The government’s move to set up a permanent tribunal for resolving inter-state water disputes makes little sense. Given the dismal record of tribunals, both present and past, in settling bitterly contested water rows and states’ minimal compliance with their awards, it would be futile to expect results from the proposed new tribunal. If the objective behind this plan is to expedite the dispute disposal process, as seems to be the case, it is unlikely to be served. After all, tribunals dealing with individual inter-state wrangles take years – usually decades – to deliver their verdicts; how exactly will a single tribunal looking simultaneously into all the cases save time?
Of the several tribunals or judicial commissions set up since Independence to adjudicate on various inter-state water conflicts, few have pronounced their awards. And those that have are yet to see expeditious implementation of their awards. Either most verdicts are sent to the courts for further adjudication, or they remain unimplemented by states for fear of public discontent. In the case of the Krishna tribunal award, the Centre was, in fact, forced to set up a second tribunal to look afresh into the arguments of the concerned states, despite having accepted and notified the verdict of the original tribunal. The fate of rulings on the rivers Ravi-Beas and Cauvery has been even worse.
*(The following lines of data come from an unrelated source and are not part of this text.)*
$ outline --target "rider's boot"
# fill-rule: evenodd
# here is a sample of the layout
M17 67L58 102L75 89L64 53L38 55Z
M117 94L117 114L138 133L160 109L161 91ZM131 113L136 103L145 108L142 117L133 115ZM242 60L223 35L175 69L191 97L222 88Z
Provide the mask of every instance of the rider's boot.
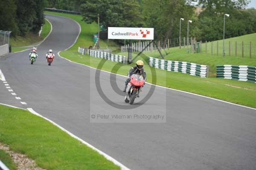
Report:
M126 88L127 88L127 86L125 86L125 88L123 90L123 92L126 92Z

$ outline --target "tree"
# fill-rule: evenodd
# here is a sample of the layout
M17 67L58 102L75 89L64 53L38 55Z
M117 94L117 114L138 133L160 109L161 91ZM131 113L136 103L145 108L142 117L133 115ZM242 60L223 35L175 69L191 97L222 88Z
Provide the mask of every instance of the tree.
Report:
M18 33L16 23L17 5L15 0L0 0L0 29L12 32L12 35Z
M166 40L179 37L180 18L191 19L194 7L191 0L144 0L143 14L144 26L155 28L157 39ZM186 22L182 23L186 25ZM182 27L182 35L185 35L186 26Z
M140 6L136 0L89 0L80 9L87 23L97 22L99 14L100 24L106 27L129 27L142 25Z

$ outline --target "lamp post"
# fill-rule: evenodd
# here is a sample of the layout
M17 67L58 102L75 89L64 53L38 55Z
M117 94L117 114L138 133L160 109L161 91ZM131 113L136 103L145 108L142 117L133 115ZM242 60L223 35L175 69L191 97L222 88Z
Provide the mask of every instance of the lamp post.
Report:
M188 46L188 53L189 52L189 23L192 23L192 21L191 20L189 20L188 21L188 37L187 37L187 45Z
M180 44L180 29L181 29L181 20L184 20L184 18L180 18L180 37L179 37L179 39L180 39L180 48L181 48L181 45Z
M224 24L223 26L223 57L225 56L225 17L229 17L230 14L225 14L224 15Z
M98 49L99 49L99 15L98 14Z

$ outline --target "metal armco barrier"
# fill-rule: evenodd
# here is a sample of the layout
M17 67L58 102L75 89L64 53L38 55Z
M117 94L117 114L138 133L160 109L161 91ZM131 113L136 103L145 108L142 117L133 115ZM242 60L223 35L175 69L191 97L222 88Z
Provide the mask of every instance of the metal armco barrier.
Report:
M78 53L84 55L85 54L85 49L79 47Z
M256 83L256 67L250 66L217 66L217 77Z
M78 47L78 52L84 55L85 54L85 49ZM120 55L111 54L104 51L99 51L87 49L87 53L88 55L97 58L104 58L112 61L116 61L125 64L126 63L126 58Z
M208 77L209 73L208 66L187 62L160 60L149 57L148 64L151 66L157 69L188 73L191 75L200 76L201 78Z
M51 11L52 12L64 13L66 13L66 14L76 14L77 15L81 15L82 14L81 12L78 12L77 11L63 10L62 9L52 9L52 8L44 8L44 10L45 11Z

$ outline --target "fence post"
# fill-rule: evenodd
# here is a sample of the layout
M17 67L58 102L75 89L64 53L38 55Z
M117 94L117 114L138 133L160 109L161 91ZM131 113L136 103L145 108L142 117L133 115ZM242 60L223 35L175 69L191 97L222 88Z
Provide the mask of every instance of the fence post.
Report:
M213 46L213 44L212 44L212 49L211 49L211 54L212 54L212 47Z
M218 55L218 41L217 41L217 55Z
M202 53L202 41L200 41L200 53Z
M193 53L193 48L192 48L192 46L193 45L193 38L192 37L190 38L190 45L191 46L191 53Z
M244 58L244 41L242 41L242 58Z
M205 54L207 54L207 41L205 41Z
M183 48L185 48L185 43L186 42L186 37L183 37Z
M252 42L250 42L250 58L252 58Z
M158 41L158 48L159 48L159 49L160 49L160 41Z
M230 56L230 41L228 42L228 55Z
M236 41L236 52L235 52L236 54L236 57L237 55L237 42Z

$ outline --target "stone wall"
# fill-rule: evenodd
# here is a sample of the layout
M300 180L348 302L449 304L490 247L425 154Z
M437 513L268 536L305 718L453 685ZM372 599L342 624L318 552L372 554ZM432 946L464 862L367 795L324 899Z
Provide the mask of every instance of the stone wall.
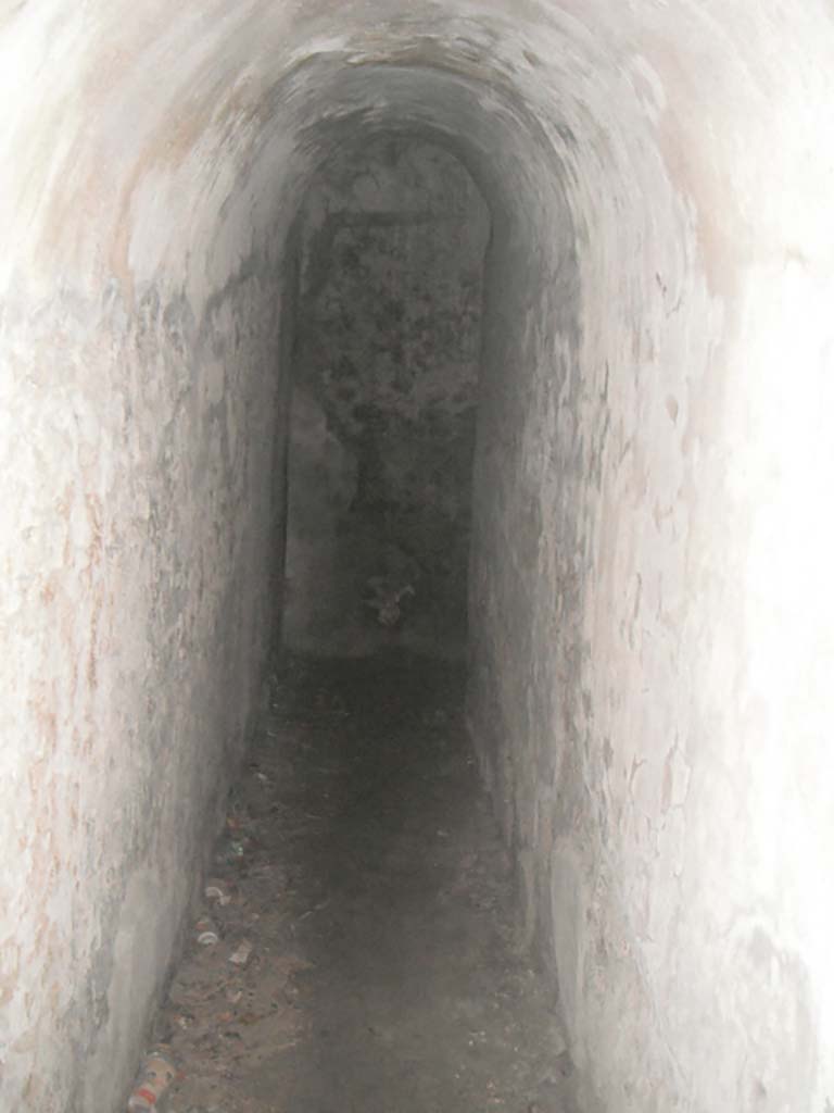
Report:
M485 203L443 148L330 158L300 215L289 646L463 652Z
M588 1107L830 1111L831 6L42 0L0 46L0 1105L121 1104L257 721L286 237L385 132L492 213L470 723Z

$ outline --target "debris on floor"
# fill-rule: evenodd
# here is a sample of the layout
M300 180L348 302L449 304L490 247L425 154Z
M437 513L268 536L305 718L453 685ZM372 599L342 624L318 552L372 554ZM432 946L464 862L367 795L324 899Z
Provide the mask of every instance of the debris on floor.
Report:
M177 1070L163 1048L148 1052L128 1100L129 1113L146 1113L147 1110L155 1109L176 1075Z
M396 653L286 663L158 1018L166 1113L574 1113L461 690Z

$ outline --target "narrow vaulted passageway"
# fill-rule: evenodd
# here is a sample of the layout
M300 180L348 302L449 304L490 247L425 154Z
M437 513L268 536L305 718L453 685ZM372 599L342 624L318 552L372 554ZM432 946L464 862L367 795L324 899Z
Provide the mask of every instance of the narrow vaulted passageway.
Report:
M0 52L0 1113L121 1113L251 760L183 1085L558 1109L564 1032L583 1113L831 1113L830 0L38 0ZM388 297L424 219L468 262ZM280 630L466 641L475 766L449 663L278 723Z
M156 1025L176 1113L576 1109L464 679L404 651L285 663L212 866L220 940L202 919Z

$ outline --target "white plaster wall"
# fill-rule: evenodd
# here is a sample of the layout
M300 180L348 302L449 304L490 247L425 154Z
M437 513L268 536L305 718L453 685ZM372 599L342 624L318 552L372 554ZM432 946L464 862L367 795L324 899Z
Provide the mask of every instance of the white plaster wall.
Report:
M2 14L3 1107L123 1093L256 720L297 187L397 126L496 214L471 722L589 1094L828 1113L832 24Z

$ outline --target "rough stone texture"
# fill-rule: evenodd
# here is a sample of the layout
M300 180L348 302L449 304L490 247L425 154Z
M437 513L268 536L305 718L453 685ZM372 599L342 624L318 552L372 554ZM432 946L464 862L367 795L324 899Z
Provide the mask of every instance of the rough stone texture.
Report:
M470 720L589 1094L830 1110L831 4L1 33L2 1104L132 1071L257 706L282 245L388 129L493 214Z
M384 138L300 215L289 646L463 651L489 217L463 165Z

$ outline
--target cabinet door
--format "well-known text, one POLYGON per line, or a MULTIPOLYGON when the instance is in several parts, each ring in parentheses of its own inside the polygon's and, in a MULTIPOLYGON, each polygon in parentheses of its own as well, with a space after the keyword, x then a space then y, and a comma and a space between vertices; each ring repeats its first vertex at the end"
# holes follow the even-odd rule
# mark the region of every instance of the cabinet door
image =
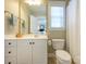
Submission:
POLYGON ((17 40, 17 64, 32 64, 32 46, 28 40, 17 40))
POLYGON ((47 40, 33 40, 33 64, 47 64, 47 40))

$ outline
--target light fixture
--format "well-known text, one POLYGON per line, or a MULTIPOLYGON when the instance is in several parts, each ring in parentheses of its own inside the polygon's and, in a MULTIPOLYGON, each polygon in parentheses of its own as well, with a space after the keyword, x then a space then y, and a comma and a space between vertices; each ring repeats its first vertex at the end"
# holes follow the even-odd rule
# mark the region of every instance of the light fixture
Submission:
POLYGON ((28 3, 29 5, 40 5, 41 0, 25 0, 25 3, 28 3))

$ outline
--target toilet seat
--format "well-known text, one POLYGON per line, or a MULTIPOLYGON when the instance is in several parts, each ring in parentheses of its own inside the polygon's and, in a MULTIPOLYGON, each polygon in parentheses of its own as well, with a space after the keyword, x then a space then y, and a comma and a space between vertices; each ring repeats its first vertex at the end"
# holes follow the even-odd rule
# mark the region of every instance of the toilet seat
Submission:
POLYGON ((71 60, 71 55, 66 51, 63 51, 63 50, 57 50, 56 55, 57 55, 57 57, 59 57, 60 60, 63 60, 63 61, 71 60))

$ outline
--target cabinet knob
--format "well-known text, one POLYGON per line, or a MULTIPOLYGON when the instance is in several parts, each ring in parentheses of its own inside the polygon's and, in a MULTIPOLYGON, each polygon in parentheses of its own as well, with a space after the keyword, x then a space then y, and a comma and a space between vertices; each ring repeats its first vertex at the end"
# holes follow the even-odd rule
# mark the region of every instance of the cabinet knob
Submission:
POLYGON ((32 44, 32 42, 29 42, 29 44, 32 44))
POLYGON ((9 64, 11 64, 11 62, 9 62, 9 64))
POLYGON ((11 44, 11 42, 9 42, 9 44, 11 44))

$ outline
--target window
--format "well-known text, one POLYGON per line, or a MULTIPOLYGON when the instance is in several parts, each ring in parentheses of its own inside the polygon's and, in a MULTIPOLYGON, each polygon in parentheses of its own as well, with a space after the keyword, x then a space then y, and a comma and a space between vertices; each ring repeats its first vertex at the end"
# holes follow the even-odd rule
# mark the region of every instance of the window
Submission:
POLYGON ((64 9, 63 7, 51 7, 51 29, 61 29, 64 27, 64 9))

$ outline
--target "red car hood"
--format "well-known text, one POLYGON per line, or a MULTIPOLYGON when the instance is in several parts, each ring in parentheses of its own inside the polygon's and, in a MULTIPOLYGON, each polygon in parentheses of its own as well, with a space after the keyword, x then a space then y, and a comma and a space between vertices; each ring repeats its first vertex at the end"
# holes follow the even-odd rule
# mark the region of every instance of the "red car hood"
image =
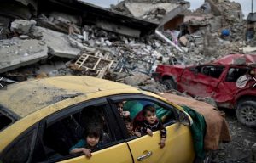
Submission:
POLYGON ((220 65, 234 65, 234 61, 237 59, 245 59, 246 64, 256 63, 256 54, 230 54, 213 63, 220 65))

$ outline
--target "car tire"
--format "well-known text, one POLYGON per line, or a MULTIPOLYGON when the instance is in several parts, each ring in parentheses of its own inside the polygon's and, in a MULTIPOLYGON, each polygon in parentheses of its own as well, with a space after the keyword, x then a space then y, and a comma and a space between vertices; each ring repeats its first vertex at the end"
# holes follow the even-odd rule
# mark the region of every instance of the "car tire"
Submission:
POLYGON ((194 160, 194 163, 212 163, 214 162, 213 160, 213 155, 214 152, 213 151, 206 151, 206 156, 204 159, 199 159, 195 158, 194 160))
POLYGON ((162 82, 166 87, 167 90, 177 89, 176 83, 172 79, 166 79, 162 82))
POLYGON ((256 127, 256 101, 253 98, 241 100, 236 108, 236 117, 239 122, 256 127))

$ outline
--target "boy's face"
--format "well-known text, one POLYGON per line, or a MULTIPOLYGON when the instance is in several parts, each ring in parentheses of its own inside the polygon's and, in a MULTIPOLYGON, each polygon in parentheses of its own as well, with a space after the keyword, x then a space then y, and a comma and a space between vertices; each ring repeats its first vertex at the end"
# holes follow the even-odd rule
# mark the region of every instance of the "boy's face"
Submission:
POLYGON ((90 147, 96 146, 99 143, 100 138, 89 135, 86 137, 86 142, 90 147))
POLYGON ((154 123, 156 120, 156 115, 154 112, 147 111, 146 115, 144 115, 144 119, 149 123, 153 124, 154 123))
POLYGON ((130 133, 133 129, 132 123, 131 122, 126 122, 126 128, 128 130, 128 132, 130 133))
POLYGON ((119 110, 119 113, 121 114, 123 112, 123 110, 124 110, 124 104, 123 103, 119 103, 117 104, 117 107, 118 107, 118 110, 119 110))

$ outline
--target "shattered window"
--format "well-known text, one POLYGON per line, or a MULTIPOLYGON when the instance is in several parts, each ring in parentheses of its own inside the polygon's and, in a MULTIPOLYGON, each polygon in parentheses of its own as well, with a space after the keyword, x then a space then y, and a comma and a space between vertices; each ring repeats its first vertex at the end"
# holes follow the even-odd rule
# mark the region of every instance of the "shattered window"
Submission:
POLYGON ((245 75, 247 72, 247 70, 248 70, 246 68, 230 68, 226 76, 226 82, 236 82, 237 79, 241 76, 245 75))
POLYGON ((13 121, 13 119, 8 117, 6 115, 0 111, 0 131, 4 129, 9 125, 12 124, 13 121))
POLYGON ((0 162, 28 162, 36 130, 30 131, 3 152, 0 162))
POLYGON ((209 76, 211 77, 218 79, 224 70, 224 66, 207 65, 202 66, 199 72, 205 76, 209 76))

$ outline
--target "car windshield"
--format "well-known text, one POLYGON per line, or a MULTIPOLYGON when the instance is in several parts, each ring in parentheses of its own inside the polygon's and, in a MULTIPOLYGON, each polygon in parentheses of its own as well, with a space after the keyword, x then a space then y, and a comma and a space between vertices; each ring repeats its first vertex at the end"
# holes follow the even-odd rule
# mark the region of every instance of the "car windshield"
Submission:
MULTIPOLYGON (((3 107, 0 109, 2 110, 3 107)), ((15 122, 15 120, 6 114, 3 110, 0 110, 0 131, 15 122)))

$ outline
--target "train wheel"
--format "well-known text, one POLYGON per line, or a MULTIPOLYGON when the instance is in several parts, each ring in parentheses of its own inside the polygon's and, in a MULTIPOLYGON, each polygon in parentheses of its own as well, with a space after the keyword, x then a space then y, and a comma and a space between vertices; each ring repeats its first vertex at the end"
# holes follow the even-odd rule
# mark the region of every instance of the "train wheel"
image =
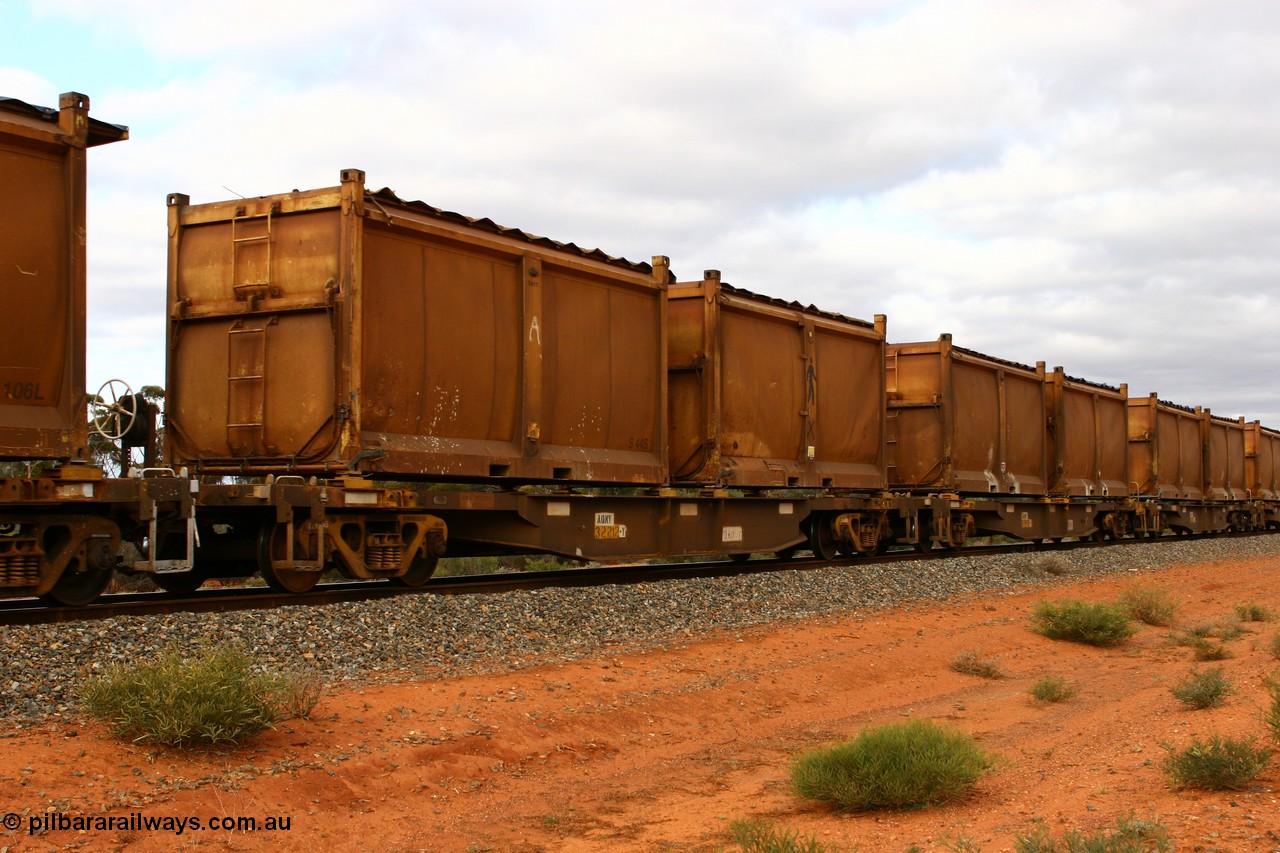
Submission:
POLYGON ((813 548, 813 556, 818 560, 831 561, 840 553, 840 546, 831 535, 831 525, 822 516, 815 517, 809 528, 809 547, 813 548))
POLYGON ((285 555, 285 537, 289 528, 283 524, 262 525, 262 532, 257 537, 257 570, 262 573, 266 585, 280 593, 301 594, 311 592, 320 583, 320 571, 305 569, 276 569, 271 565, 273 557, 283 560, 285 555))
POLYGON ((54 588, 41 596, 50 605, 65 605, 67 607, 79 607, 87 605, 106 589, 111 583, 110 569, 86 569, 84 571, 72 571, 67 569, 58 579, 54 588))
POLYGON ((195 570, 157 571, 151 575, 151 580, 155 581, 156 587, 174 596, 189 596, 200 589, 201 584, 205 583, 205 576, 195 570))
POLYGON ((397 587, 421 587, 431 579, 431 575, 435 574, 435 566, 439 562, 439 557, 413 557, 413 562, 410 564, 408 571, 399 578, 392 578, 390 581, 397 587))

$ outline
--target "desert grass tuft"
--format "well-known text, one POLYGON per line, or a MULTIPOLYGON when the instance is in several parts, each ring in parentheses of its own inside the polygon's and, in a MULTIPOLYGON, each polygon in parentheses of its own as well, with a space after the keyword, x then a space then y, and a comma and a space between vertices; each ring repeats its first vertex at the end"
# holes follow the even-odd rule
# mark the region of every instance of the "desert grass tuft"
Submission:
POLYGON ((1085 601, 1039 602, 1032 612, 1032 630, 1050 639, 1102 647, 1120 646, 1137 633, 1119 605, 1085 601))
POLYGON ((800 797, 841 811, 914 808, 960 797, 995 762, 959 729, 908 720, 803 753, 792 763, 791 784, 800 797))
POLYGON ((1169 688, 1174 698, 1189 708, 1213 708, 1235 693, 1230 680, 1222 674, 1221 666, 1204 670, 1193 670, 1187 678, 1169 688))
POLYGON ((772 821, 733 821, 728 826, 733 841, 742 853, 823 853, 826 848, 814 838, 804 838, 795 830, 780 829, 772 821))
POLYGON ((1120 606, 1147 625, 1170 625, 1178 605, 1167 587, 1133 585, 1120 593, 1120 606))
POLYGON ((242 647, 224 646, 113 666, 82 686, 81 702, 133 740, 239 743, 279 720, 308 716, 320 688, 314 676, 264 671, 242 647))
POLYGON ((1075 695, 1075 686, 1060 675, 1046 675, 1029 693, 1037 702, 1066 702, 1075 695))
POLYGON ((1000 661, 984 658, 978 652, 960 652, 951 661, 951 671, 961 675, 977 675, 982 679, 1002 679, 1005 674, 1000 671, 1000 661))
POLYGON ((1271 751, 1254 743, 1253 738, 1194 738, 1180 751, 1170 749, 1165 772, 1176 788, 1244 790, 1271 763, 1271 751))
POLYGON ((1092 835, 1068 830, 1056 840, 1044 824, 1037 824, 1029 835, 1014 836, 1015 853, 1169 853, 1174 849, 1169 830, 1152 818, 1140 820, 1133 813, 1116 818, 1115 831, 1100 829, 1092 835))
POLYGON ((1272 611, 1266 605, 1260 605, 1254 601, 1245 602, 1243 605, 1235 606, 1235 619, 1242 622, 1270 622, 1276 617, 1275 611, 1272 611))

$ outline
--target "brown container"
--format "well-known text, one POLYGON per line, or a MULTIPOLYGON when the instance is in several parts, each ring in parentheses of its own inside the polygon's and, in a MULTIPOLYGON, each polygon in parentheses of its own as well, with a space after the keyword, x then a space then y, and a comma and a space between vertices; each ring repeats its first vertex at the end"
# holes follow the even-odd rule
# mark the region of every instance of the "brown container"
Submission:
POLYGON ((1043 370, 951 343, 891 343, 888 462, 895 487, 1047 494, 1043 370))
POLYGON ((1244 501, 1249 489, 1244 471, 1244 419, 1215 418, 1207 410, 1203 419, 1204 497, 1210 501, 1244 501))
POLYGON ((128 134, 77 92, 0 97, 0 459, 88 459, 84 150, 128 134))
POLYGON ((1280 432, 1244 425, 1244 482, 1254 500, 1280 500, 1280 432))
POLYGON ((1129 400, 1129 478, 1133 494, 1204 498, 1204 415, 1161 401, 1129 400))
POLYGON ((886 487, 884 318, 742 291, 709 270, 667 293, 672 483, 886 487))
POLYGON ((663 483, 666 259, 613 259, 364 181, 170 196, 174 462, 663 483))
MULTIPOLYGON (((1043 369, 1043 365, 1037 365, 1043 369)), ((1108 388, 1046 374, 1050 493, 1073 497, 1129 494, 1128 387, 1108 388)))

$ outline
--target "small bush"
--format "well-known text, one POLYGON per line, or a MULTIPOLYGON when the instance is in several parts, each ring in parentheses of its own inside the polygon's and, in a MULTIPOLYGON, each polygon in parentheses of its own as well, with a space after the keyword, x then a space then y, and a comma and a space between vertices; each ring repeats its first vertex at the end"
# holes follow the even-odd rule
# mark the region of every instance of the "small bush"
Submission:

Both these rows have remained unresolved for decades despite post-award interventions by the judiciary and the executive at the highest level. In the Cauvery water-sharing issue, even the recent order passed by the prime minister, as head of the river basin authority, was not honoured and the matter is now before the Supreme Court. The other significant disputes awaiting settlement for decades include those concerning the Vansadhara river, the Mandovi river, the Babhali barrage and the Mullaperiyar dam. Delaying the resolution of these conflicts has resulted in either the extravagant use of water – denying a rightful share to lower riparian states – or its underutilisation along the entire river’s length, allowing it to flow wastefully into the sea.
The underlying cause for the large number of inter-state water disputes and the overall poor management of this scarce natural resource is the constitutional provision (under Entry 17) that gives the states exclusive rights over the waters that are located within their territories. This stipulation ties the Centre’s hands in ensuring implementation of even just and well-balanced tribunal rulings. The real need is not for any permanent inter-state water dispute settlement body, but to amend the Constitution to increase the Centre’s jurisdiction. Though, of course, such an amendment would be politically close to impossible. A more practical alternative is an amendment to the Inter-State River Water Disputes Act to delete the provision for setting up tribunals, and to provide for the states to go directly to the judiciary for settling their water-related rows.